Flying the flag for sustainability
Just four countries – Sweden, Germany, Qatar and Brazil – out of 215 include sustainability criteria in their dietary guidelines, according to new research published in May by the UN’s Food and Agriculture Organisation (FAO) and the University of Oxford’s Food Climate Research Network (FCRN).
This is a “missed opportunity”, noted the authors of “Plates, Pyramids, Planet”, given “ample evidence” showing that a healthy diet tends to be a green one too. The UK is amongst those struggling to put the two together.
Indeed, the latest iteration of dietary guidelines, the Eatwell Guide (see main story) has a lower environmental impact than its predecessor, the Eatwell Plate, and a far lower one than current consumption patterns. But analysis by the Carbon Trust shows it won’t take us anywhere near the kinds of greenhouse gas cuts required to meet the commitments within the Climate Change Act.
“Progress on healthy sustainable diets “has been intermittent and there has been a lack of continuity related to changes in government”, the authors noted in a section focused on the UK, as they highlighted how specialists groups have been formed and dissolved at an alarming rate.
The Sustainable Development Commission and the Council of Food Policy Advisors were both dissolved in 2010, while the Green Food Project initiated by the coalition government has disappeared without trace.
The GFP offered a glimmer of hope (as reported by Footprint). A lot
of the focus during the working groups was on meat consumption
– whether we should be looking at all meats and how to phrase the change needed, “moderation” or “reduction”. Perhaps the whole thing is too controversial? From the outset, DEFRA pitched its role firmly as “enabler” rather than “owner” of the principles that emerged (one of which was to moderate meat intake).
FCRN’s experts picked up similar ambiguity even in the four pioneers of food-based dietary guidelines. The advice given on meat often lacks specificity,” they noted.

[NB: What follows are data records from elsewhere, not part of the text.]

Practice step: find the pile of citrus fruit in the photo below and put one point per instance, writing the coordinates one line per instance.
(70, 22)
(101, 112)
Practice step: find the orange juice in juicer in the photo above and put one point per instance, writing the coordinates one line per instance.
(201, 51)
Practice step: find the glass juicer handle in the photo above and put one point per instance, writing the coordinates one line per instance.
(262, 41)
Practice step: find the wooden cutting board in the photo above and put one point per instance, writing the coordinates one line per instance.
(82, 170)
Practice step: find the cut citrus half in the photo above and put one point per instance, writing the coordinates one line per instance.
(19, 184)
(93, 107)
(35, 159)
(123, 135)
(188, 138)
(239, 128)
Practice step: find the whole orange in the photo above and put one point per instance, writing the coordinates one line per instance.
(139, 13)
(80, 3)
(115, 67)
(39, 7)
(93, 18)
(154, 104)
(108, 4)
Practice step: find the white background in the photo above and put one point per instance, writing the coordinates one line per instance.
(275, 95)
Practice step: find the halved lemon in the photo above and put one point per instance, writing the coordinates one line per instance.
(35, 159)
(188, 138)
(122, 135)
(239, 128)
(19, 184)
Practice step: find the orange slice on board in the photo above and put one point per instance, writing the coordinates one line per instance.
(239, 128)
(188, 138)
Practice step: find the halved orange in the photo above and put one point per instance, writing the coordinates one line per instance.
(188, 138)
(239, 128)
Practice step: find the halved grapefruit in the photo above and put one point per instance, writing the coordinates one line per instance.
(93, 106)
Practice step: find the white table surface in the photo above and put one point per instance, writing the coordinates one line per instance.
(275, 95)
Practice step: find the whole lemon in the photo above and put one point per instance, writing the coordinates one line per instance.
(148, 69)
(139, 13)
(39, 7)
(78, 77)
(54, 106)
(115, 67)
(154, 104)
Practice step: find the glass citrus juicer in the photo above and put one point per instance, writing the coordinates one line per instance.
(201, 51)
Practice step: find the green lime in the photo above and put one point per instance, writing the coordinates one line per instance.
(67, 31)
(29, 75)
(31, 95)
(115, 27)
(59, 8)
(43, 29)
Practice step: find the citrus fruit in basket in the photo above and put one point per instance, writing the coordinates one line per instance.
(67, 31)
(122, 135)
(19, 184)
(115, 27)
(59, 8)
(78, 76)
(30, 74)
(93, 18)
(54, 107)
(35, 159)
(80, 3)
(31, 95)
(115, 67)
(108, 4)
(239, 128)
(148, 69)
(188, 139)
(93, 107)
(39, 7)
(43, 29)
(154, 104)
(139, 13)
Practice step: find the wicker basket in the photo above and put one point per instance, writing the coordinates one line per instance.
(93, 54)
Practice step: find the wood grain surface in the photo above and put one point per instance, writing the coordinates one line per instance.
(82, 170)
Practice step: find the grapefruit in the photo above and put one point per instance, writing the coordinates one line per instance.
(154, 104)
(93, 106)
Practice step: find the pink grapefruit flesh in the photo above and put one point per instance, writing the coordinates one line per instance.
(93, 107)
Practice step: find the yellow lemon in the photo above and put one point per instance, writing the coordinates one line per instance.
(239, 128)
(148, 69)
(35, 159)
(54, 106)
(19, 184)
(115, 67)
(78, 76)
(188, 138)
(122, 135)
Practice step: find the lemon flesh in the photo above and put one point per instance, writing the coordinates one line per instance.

Sweden is one country that has taken things to another level, however. Its April 2015 update embraces environmental considerations from
the outset, said FCRN, highlighting this statement: “What you eat isn’t just important to your own personal wellbeing; it’s important to the environment as well.”
And then there’s the detail. The Swedish National Food Agency (NFA) sets out nine themes and for each there are recommended actions, ways to achieve them, and then the health and environmental implications.
The advice ends with a “one minute advice” section, but there’s plenty of detail too, with the NFA even tackling some of the more nuanced advice, including the “positive environmental impacts of free range beef and lamb” and the lower environmental impact of high fibre vegetables compared to salad greens.
The intention is to track any changes in consumption that come from the guidelines, but this will be far from easy or conclusive. Indeed, food-based dietary guidelines are just a first baby step – an official perspective of what “good diets look like”, said FCRN’s Tara Garnett.
“No one in their right mind would say that once you have the guidelines in place, problem solved. But they have a role to play in providing a statement of intent – a vision of what ‘good’ looks like – which should then inform subsequent policies and actions,” she explained.
Indeed, to have a real impact on food consumption patterns the guidelines must have clear links to food policies that are actually implemented, such as school and hospital meals, public procurement, advertising regulations and industry standards.